= Geoffrey Davey =

Geoffrey Innes Davey, KCGS, CBE (27 November 1906 - 12 February 1975) was an Australian civil engineer and priest.

Davey was born at Double Bay, Sydney to English-born law clerk Joseph Innes Davey and his wife, Caroline (née Hurley). He attended Marist Brothers' High School in Darlinghurst and then the University of Sydney, receiving a Bachelor of Engineering in 1929. After graduating, he became an assistant construction engineer, working on the Woronora Dam for the Metropolitan Water, Sewerage and Drainage Board; he later began his own Queensland business manufacturing roofing tiles. In 1933 he was in charge of mill installation at Port Kembla for Australian Iron and Steel Ltd and then worked in Papua and Tasmania. He married architect Elsa Annette Isabel Hazelton at St Mary's Cathedral, Sydney on 6 February 1935.

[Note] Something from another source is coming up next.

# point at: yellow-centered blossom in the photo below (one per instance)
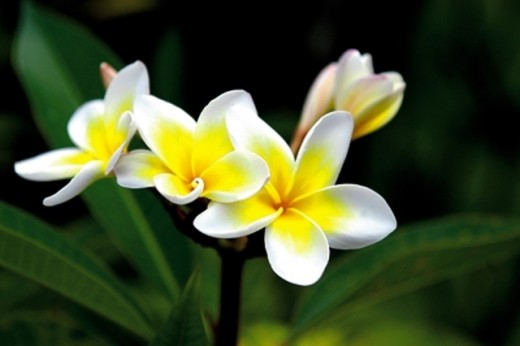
(100, 131)
(188, 159)
(301, 209)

Davey and his partner Gerald Haskins formed GHD Group and worked on the Morning Star dam in Tasmania and in New South Wales before amalgamating with Gordon Gutteridge in 1939 and receiving Commonwealth contracts during World War II. In 1946 he contested the Australian House of Representatives, running unsuccessfully for the Liberal Party in Hume. One of the founders of the Association of Consulting Engineers, he was its president from 1956 to 1957 and a councillor of the Institution of Engineers in 1962 and 1964-65. In 1966 he was appointed CBE.

Davey had been appointed a Knight Commander of the Order of St Gregory the Great in 1960, and worked as an advisor to the Sydney Catholic schools system and a director of St Vincent's Hospital, as well as the Mater Misericordiae Hospital and the Catholic Weekly. He retired from his firm in 1964, becoming executive director of the Sydney Catholic Schools Building and Finance Commission. In 1967, a widower, he began studying theology at the Pontifical Beda College in Rome, and was ordained a priest by Cardinal Sir Norman Gilroy at Wahroonga on 10 July 1971 in a church designed by his late wife. He was sent to Strathfield as a curate.

Davey died at the presbytery there in 1975, aged 68, of a coronary occlusion and was interred at Mona Vale beside his wife.